A group of women hold babies gathering at a residential area in Beijing on September 16, 2
WANG ZHAO/AFP via Getty Images

China on Wednesday published a revised statistical yearbook covering 2000 to 2010 that purportedly “found” 12 million children undercounted in previous reports.

This bit of timely good news arrived on the heels of some alarming population forecasts, including one analysis that found China’s population is already in net decline.

Apparently little explanation for the enormous revision – equivalent to discovering the entire population of Belgium – was provided by Chinese officials, but Bloomberg News speculated parents were still worried about running afoul of China’s infamous “One Child Policy,” so they avoided officially reporting many of their newborns until the children were old enough to require registration in schools.

“About 57% of the children later registered were girls, indicating the discrepancy could be partly linked to parents not reporting girls so they could continue to try for a boy,” Bloomberg postulated.

If the revised statistics are accurate, the “found” children could give China a little more time to work on reversing its demographic decline. The very same statistical yearbook publication found last year that China hit its lowest birth rate since the Chinese Communist Party was founded in 1949 – only 8.52 births per 1,000 people.

Marriages also hit a 17-year low in 2020, even after coronavirus lockdowns were lifted and ceremonies allowed to resume.

Senior obstetrics scientist Yi Fuxian of the University of Wisconsin-Madison told the UK Guardian on Tuesday that China is following a demographic spiral similar to Japan’s, but China will have an even harder time trying to offset the economic pressures that contribute to crashing birth rates.
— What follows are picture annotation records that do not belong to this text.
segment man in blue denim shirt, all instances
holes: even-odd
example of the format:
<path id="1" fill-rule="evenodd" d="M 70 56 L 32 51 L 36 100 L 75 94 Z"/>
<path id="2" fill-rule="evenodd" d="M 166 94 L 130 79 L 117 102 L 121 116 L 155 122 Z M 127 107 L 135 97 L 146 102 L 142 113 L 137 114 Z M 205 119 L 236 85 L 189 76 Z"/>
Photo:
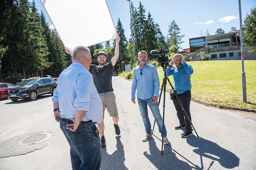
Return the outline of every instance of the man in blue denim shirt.
<path id="1" fill-rule="evenodd" d="M 172 65 L 174 63 L 175 65 L 173 67 Z M 166 75 L 168 76 L 173 75 L 174 80 L 174 89 L 188 115 L 191 120 L 189 110 L 191 99 L 190 77 L 193 74 L 193 68 L 191 66 L 185 62 L 185 60 L 182 58 L 181 56 L 179 54 L 176 54 L 173 56 L 173 60 L 170 63 L 170 66 L 171 67 L 169 67 L 166 69 Z M 193 135 L 191 124 L 185 112 L 182 110 L 182 108 L 177 98 L 175 97 L 174 98 L 172 99 L 171 97 L 171 99 L 173 100 L 173 104 L 174 104 L 177 111 L 177 115 L 179 121 L 179 125 L 175 127 L 175 129 L 178 130 L 185 128 L 186 130 L 181 134 L 181 135 L 184 137 L 186 137 Z"/>
<path id="2" fill-rule="evenodd" d="M 70 146 L 72 169 L 99 170 L 100 142 L 95 123 L 101 122 L 103 107 L 88 71 L 90 49 L 76 47 L 72 59 L 72 64 L 60 74 L 54 93 L 54 117 Z"/>
<path id="3" fill-rule="evenodd" d="M 160 83 L 155 67 L 147 62 L 148 55 L 146 51 L 141 51 L 138 53 L 138 60 L 140 61 L 140 65 L 133 70 L 131 86 L 131 101 L 134 104 L 136 103 L 135 94 L 137 89 L 139 108 L 146 133 L 146 136 L 143 138 L 142 141 L 146 142 L 152 137 L 151 124 L 148 112 L 148 104 L 155 119 L 159 132 L 162 135 L 163 119 L 160 114 L 158 103 L 159 97 Z M 163 141 L 165 145 L 169 143 L 166 137 L 167 133 L 165 126 Z"/>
“What the Chinese government is doing has already been done by the Japanese government, and the former is not as rich as the latter. Japan can provide free healthcare and education, but China can’t,” Yi observed.

“Most people just want one child, as was promoted by the government, and they have become used to having just one child. They don’t want a second or third despite the policy changes,” Yi explained, referring to China’s loosening of the One Child Policy in 2016 and 2019.